This article was written by Clare and originally appeared in the New Statesman on 16 December 2014, here.
There are many things to celebrate about Gibraltar: the thriving economy, the drive to build new social housing and the promotion of environmental protection, to name just three. I could go on about all the positive things that are happening in Gibraltar. However, as Gibraltar’s MEP I feel that I have to use this article to address the latest problems that Gibraltar is unnecessarily facing as a result of the truculent behaviour of the Spanish government.
The ongoing border issues continue to frustrate the day-to-day lives not just of Gibraltarians, but also Spanish people who depend on Gibraltar for their livelihood. Given the economic strength of Gibraltar and the current weakness of the Spanish economy, it would make sense for the Spanish government to make it easier for its citizens to take good, well paid jobs in Gibraltar. However, its priority seems to be to use Gibraltar as a political football in internal Spanish politics to the detriment of its own citizens.
On top of continuing breaches of the fundamental European Union principle of freedom of movement for workers, there are the frequent invasions of sovereign territory. Last week saw the latest of a long list when a Spanish helicopter, without displaying lights, flew over houses in Gibraltar. It is wrong in principle and in law that British Gibraltar Territorial Waters and airspace are continually abused, but it is also very dangerous. On my visits to Gibraltar and talking to Gibraltarian representatives in Brussels, the recurrent concern is that one day one of these incursions will result in serious injury or even death. Again, the Spanish government must be held to account for its illegal and irresponsible behaviour.
Finally and extraordinarily, the Spanish government attempted to exclude Gibraltar and its airport from the Single European Sky 2+ (SES2+) agreement at a meeting of European transport ministers on 3 December. These rules will coordinate airspace regulation and planning across the EU, and in effect their implementation was delayed because of Spain's intransigence about Gibraltar's sovereignty. However, there shouldn't be a dispute on this issue in the first place. The 2006 Cordoba Agreement between the British, Gibraltarian and Spanish governments specifically included the airport, and subsequently Gibraltar has fulfilled all of the requirements of the agreement.
I wrote to the Commission about this issue last month but have not received a response in time to report it in this article, despite chasing. I have also spoken with colleagues about the European Parliament's Transport Committee, working to build an alliance in an effort to avoid SES2+ being agreed without any resolution in favour of Gibraltar. It is more than a little disappointing that the Italian presidency let the Spanish government derail the agreement, turning what should have been a good news story into an unnecessary controversy. I welcome the strong words from the UK government on this issue and sincerely hope that, on this occasion at least, it will result in a positive outcome for Gibraltar.

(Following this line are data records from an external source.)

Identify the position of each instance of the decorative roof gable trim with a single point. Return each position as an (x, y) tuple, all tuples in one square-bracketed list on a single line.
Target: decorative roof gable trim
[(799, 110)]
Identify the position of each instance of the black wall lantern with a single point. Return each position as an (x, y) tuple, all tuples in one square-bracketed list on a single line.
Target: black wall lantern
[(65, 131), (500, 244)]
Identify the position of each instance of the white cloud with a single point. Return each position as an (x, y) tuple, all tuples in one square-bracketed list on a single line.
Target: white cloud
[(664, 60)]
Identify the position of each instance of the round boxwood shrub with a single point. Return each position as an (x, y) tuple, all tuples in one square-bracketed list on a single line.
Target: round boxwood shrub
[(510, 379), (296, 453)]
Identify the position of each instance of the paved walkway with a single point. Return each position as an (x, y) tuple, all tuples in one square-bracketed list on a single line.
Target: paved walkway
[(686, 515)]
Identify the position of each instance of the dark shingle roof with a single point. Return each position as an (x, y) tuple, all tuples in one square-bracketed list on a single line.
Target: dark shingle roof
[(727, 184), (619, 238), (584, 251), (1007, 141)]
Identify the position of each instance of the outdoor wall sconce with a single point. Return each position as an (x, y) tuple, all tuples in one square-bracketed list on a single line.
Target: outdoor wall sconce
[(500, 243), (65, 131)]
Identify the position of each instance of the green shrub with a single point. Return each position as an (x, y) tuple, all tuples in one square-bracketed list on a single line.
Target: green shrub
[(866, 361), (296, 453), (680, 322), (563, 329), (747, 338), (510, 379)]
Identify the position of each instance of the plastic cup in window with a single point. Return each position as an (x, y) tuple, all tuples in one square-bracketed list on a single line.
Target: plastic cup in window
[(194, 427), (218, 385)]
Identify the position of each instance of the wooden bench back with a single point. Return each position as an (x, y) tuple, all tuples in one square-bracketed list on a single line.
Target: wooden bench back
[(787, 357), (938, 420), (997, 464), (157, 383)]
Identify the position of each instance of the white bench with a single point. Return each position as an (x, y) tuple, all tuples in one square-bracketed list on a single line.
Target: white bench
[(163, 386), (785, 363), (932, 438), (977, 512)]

In the meantime, I will continue to do all I can as an MEP is to ensure that Gibraltar is included in SES2+, and only then can the new regulation finally be agreed.
I am looking forward to writing an article all about the many positive things that are happening in Gibraltar, and I will do so one day soon. However, frustration with both the Spanish government's actions and the snail’s pace of the Commission in enforcing Gibraltar's rights as a part of the European Union mean that that day must be postponed once again.